Sgt. Fury walks a fine line with more delicacy than one would expect given Fury’s own broad-shouldered, bare-knuckled bravado. No matter how many bullet-headed Nazi barons they blow to kingdom come, glory eludes the Howling Commandos - and for at least one of them, death is their only reward. (Notably, these comics were also published in the brief window of time when death in the Marvel Universe was met with grim finality.) And yet - and yet - who, after reading these comics, would not race to join Sgt. Fury in socking the monocle off Baron von Strucker’s ugly mug? To quote the man: “Let ‘em have it, you Howlers!”

The Complete Kirby War & Romance is a collection of stylistic extremes and artistic high points for two genres soon to be swept away by the red, white, and blue tide of costumed superheroes. (It feels appropriate that Kirby’s later Sgt.

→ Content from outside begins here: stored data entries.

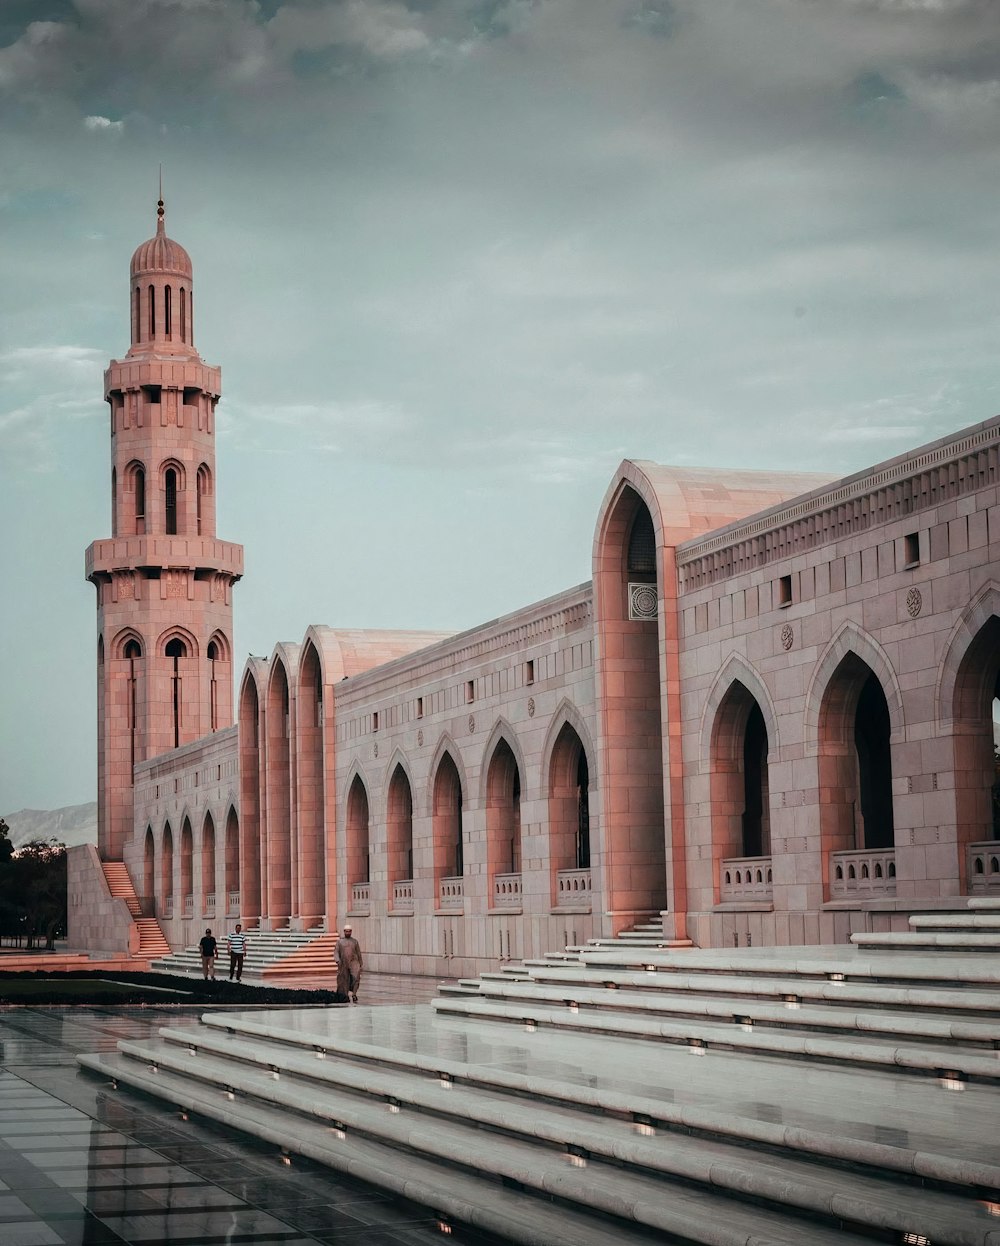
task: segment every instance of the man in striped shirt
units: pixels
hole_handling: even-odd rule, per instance
[[[247,937],[239,922],[236,923],[233,933],[227,937],[226,946],[229,948],[229,981],[232,982],[235,973],[236,981],[239,982],[243,977],[243,957],[247,954]]]

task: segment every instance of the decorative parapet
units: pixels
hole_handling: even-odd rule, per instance
[[[1000,839],[969,844],[966,852],[969,891],[1000,891]]]
[[[364,916],[371,909],[371,903],[371,883],[354,883],[351,886],[351,912]]]
[[[556,907],[589,909],[591,903],[590,870],[559,870],[556,874]]]
[[[916,514],[1000,481],[1000,420],[677,547],[680,591]]]
[[[521,907],[521,875],[497,874],[493,879],[493,907],[517,909]]]
[[[227,917],[238,917],[240,912],[240,893],[231,891],[229,893],[229,905],[226,911]]]
[[[438,903],[443,909],[460,909],[465,901],[465,886],[461,878],[442,878]]]
[[[896,854],[892,848],[872,852],[830,853],[830,898],[894,896]]]
[[[723,904],[771,899],[771,858],[730,857],[720,865],[719,898]]]
[[[413,912],[413,879],[399,878],[392,884],[392,911]]]

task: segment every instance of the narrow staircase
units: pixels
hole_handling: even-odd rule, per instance
[[[128,905],[128,911],[132,914],[133,925],[139,932],[139,958],[152,960],[156,956],[169,955],[170,944],[160,929],[160,923],[155,917],[142,916],[142,905],[139,903],[139,897],[136,895],[125,862],[102,861],[101,868],[104,870],[108,890],[116,899],[124,900]]]
[[[322,926],[311,930],[245,929],[247,954],[243,965],[243,981],[274,983],[281,979],[325,979],[329,982],[333,969],[333,946],[336,938]],[[219,944],[216,976],[228,972],[226,934],[215,931]],[[151,968],[161,973],[183,973],[201,977],[201,952],[192,944],[155,960]]]

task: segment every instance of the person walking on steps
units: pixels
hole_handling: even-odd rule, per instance
[[[205,981],[211,978],[214,982],[215,958],[219,954],[219,945],[212,936],[211,928],[205,931],[198,947],[201,950],[201,972],[205,975]]]
[[[354,937],[354,927],[344,927],[344,933],[337,940],[333,949],[333,960],[337,966],[337,990],[346,995],[352,1004],[358,1002],[358,987],[361,985],[361,944]]]
[[[229,981],[232,982],[235,974],[236,981],[240,982],[243,979],[243,957],[247,954],[247,937],[239,922],[226,939],[226,946],[229,948]]]

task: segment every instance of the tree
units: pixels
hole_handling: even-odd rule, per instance
[[[2,837],[0,837],[2,843]],[[0,935],[44,937],[52,950],[66,927],[66,845],[34,839],[3,856],[0,847]]]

Fury issues include guest appearances from a young, not yet fantastic Reed Richards and, “in answer to the greatest reader demand in history,” Captain America and Bucky.) While one genre should seem like the distorted reflection of the other, Jack Kirby’s protagonists are united by their common humanity. Not just the emotional honesty displayed by both a lovestruck receptionist and a nervous young soldier half a world away, but in the dramatic storytelling techniques employed by the king of the comic book form. Here, a stray kiss is no less dangerous than a stray bullet.

Jack Kirby’s final penciled page for Sgt. Fury and His Howling Commandos #18 is devastating in its thematic perfection. Nick Fury stands on the doorstep of his first love’s home, ready to spend the rest of his life with her. Terrible news awaits him: Pamela died helping the wounded during an air raid. Time slows down. In the span of three panels, the engagement ring in his hand falls uselessly to the ground as Nick hears Pamela’s final words.

“Tell my wonderful American sergeant...how much I love him…”

On that heartbreaking page, superficial boundaries dissolve and the genres converge. War and romance, walking away together, hand-in-bloodied-hand.